«Le discours de la direction sur l’ingénierie a été menaçant et ça nous inquiète, martèle Florian Grimaldi, délégué CGT du centre technique de Renault à Lardy (Essonne). Début juillet, quand elle a réuni les syndicats, elle a laissé entendre que les usines avaient déjà beaucoup donné, que c’était à l’ingénierie de faire des efforts.» L’avenir des emplois dans le groupe automobile sera discuté dans le cadre d’un round de négociations entre direction et syndicats, qui démarre le 26 septembre et devrait durer jusqu’à la fin de l’année, voire début 2025. Le dernier accord triennal sur la gestion des emplois et des parcours professionnels (GEPP) couvrait la période 2022-2024, le prochain courra de 2025 à 2027.
Après des pertes financières importantes en 2020, deux ruptures conventionnelles collectives (RCC) avaient été négociées dans le groupe, entraînant un total de 4700 départs volontaires et mesures de fin de carrière (3000 en 2021, 1700 en 2022). Aucun licenciement contraint, mais la saignée est importante : entre 2021 et 2023, l’effectif est passé de 41 613 salariés à 38 101, soit plus de 3500 suppressions de postes (certains partis chez Horse, la coentreprise créée avec le chinois Geely).

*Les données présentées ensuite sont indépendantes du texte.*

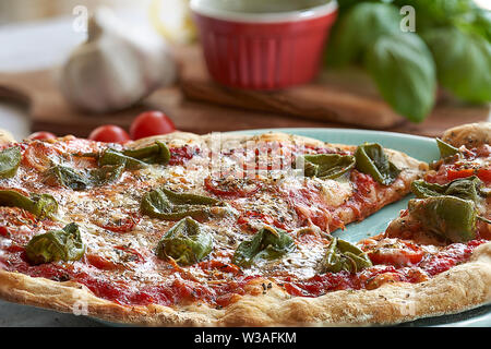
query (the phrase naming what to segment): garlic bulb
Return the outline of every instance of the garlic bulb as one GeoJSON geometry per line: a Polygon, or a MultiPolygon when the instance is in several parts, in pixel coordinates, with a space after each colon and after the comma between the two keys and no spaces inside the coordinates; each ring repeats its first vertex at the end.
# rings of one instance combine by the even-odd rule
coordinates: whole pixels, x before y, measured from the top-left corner
{"type": "Polygon", "coordinates": [[[91,17],[87,32],[60,72],[70,103],[94,112],[115,111],[175,82],[176,62],[155,34],[129,27],[106,8],[91,17]]]}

Les embauches effectuées dans le même temps (4500 dont 2500 dans les usines) ne sont pas des créations de postes et ne compensent pas les suppressions. Elles ont permis au constructeur automobile de recruter là où étaient ses nouveaux besoins, alors que les RCC ciblaient ceux dont les métiers étaient devenus non indispensables.
Délocalisation de la R&D en Chine
L’inquiétude pour l’ingénierie vient à la fois du ton employé en juillet par la direction, et de l’annonce faite en mai par Renault de confier le développement de sa prochaine Twingo électrique à une société d’ingénierie chinoise, en Chine. Seule solution, selon elle, pour contrer la concurrence chinoise. «La direction souhaite diviser par deux le temps de tous les processus, dont celui du développement de nouveaux modèles. Or les Chinois font en deux ans ce qui en prend habituellement cinq à l’ingénierie française», explique Fabrice Droze, délégué syndical groupe CFDT. «Officiellement, poursuit-il, le but est de voir comment le sous-traitant fait pour aller si vite, pour s’en inspirer. Mais on a peur que la direction continue à délocaliser le développement.» Selon la CGT, les ingénieurs et techniciens de l’ingénierie "produits" sont déjà passés de 6800 en 2018 à 5600 aujourd’hui, soit une chute de18%.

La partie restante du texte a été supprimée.